Ich habe eben eine Freundin getroffen, die Romani ist, und sie hat mir berichtet, dass sie im Augenblick stark unter Druck gerät. Sie hat in Serbien eine extreme geschlechtsspezifische Verfolgung durch nicht staatliche Akteure erlebt. Die geschlechtsspezifische Verfolgung wird in Serbien nicht geahndet, sie wird von staatlichen Akteuren toleriert. Die serbischen Staatsorgane schützen sie nicht. Sie kann im Gegensatz zu dem, das Sie hier deklarieren, nicht abgeschoben werden, weil sie schwer traumatisiert ist. Sie hat gesundheitliche Gründe, um in Bremen bleiben zu können.

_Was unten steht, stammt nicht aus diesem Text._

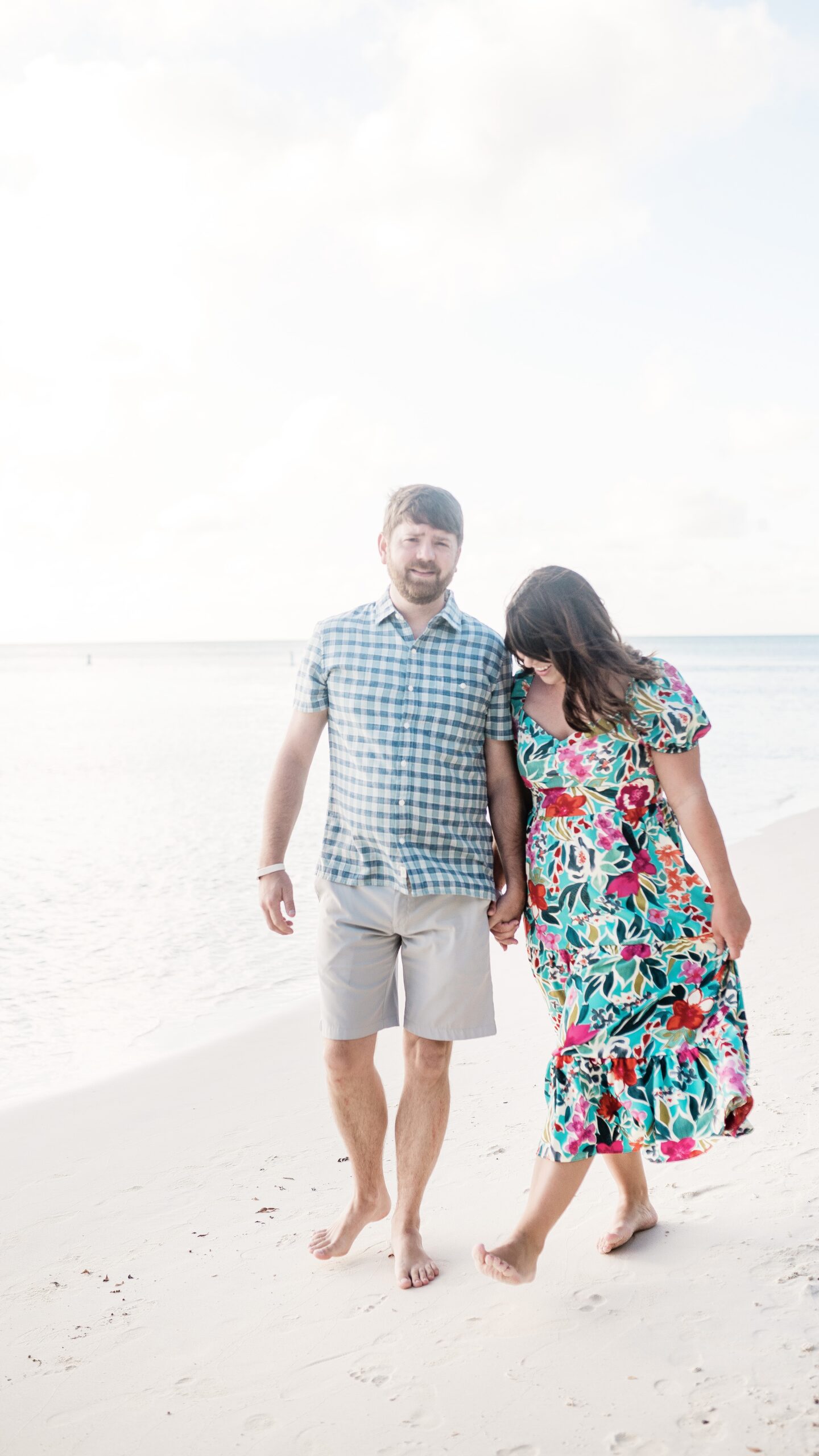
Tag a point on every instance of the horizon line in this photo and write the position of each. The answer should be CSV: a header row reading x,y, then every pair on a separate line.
x,y
81,643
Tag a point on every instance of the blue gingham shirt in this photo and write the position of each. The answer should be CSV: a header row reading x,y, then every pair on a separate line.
x,y
407,723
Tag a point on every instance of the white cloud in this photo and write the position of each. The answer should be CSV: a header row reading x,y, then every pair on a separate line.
x,y
200,401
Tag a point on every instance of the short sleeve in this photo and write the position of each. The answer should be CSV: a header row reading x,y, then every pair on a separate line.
x,y
499,717
311,683
667,713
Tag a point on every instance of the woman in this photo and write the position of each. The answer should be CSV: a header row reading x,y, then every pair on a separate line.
x,y
633,951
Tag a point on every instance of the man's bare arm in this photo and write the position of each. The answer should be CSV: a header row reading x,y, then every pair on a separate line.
x,y
509,807
283,803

Der Kosovo, Albanien und Montenegro, die jetzt zu sicheren Staaten erklärt werden sollen, sind nicht so sicher, wie immer getan wird. Allein im Kosovo sind 5 000 KFOR-Soldaten stationiert. Laut EULEX-Mission ist keine funktionierende Justiz im Kosovo vorhanden. Weiterhin ist kein wirksamer Schutz vor Verfolgung vorhanden, vor allen Dingen für Roma.

Diese Problematik ist der Bremischen Bürgerschaft bewusst, denn im Jahr 2010 hat sie beschlossen, dass keine Roma in den Kosovo abgeschoben werden sollen.

(Beifall DIE LINKE, Bündnis 90/Die Grünen)

Wir haben den Antrag seinerzeit unterstützt und haben ihn unterzeichnet. Zusammen mit den Koalitionsfraktionen haben wir gefordert, dass das Ermessen bei der Erteilung humanitärer Aufenthaltserlaubnisse ausgeschöpft werden soll, und wir haben uns für ein langfristiges Bleiberecht eingesetzt.

Im Kosovo hat sich seit 2010 nichts geändert. Diejenigen, die den Kosovo heute zu einem sicheren Herkunftsland erklären, konterkarieren den 2010 beschlossenen Antrag und befürworten kein Bleiberecht und den Ausschluss humanitärer Aufenthaltserlaubnisse. Wenn eine humanitäre Aufenthaltserlaubnis unbegründet erteilt wird, erwirbt man keinen Aufenthaltstatus, und die Folge ist die Abschiebung. Das ist genau das Gegenteil des im Jahr 2010 in diesem Hause gefassten Beschlusses.

Die Einstufung als sicherer Herkunftsstaat ist geprägt von Willkür, und das widerspricht im Übrigen auch der Rechtsprechung des Bundesverfassungsgerichts.

Die Kommission schlägt vor, die Türkei als sicheres Herkunftsland einzustufen. Herr Steinmeier verhandelt im Augenblick mit Recep Tayyip Erdogan. Wenn wir uns vor Augen führen, was in Ankara, in Cizre und Suruç passiert ist, dann glaube ich nicht, dass die Türkei ein sicherer Staat ist.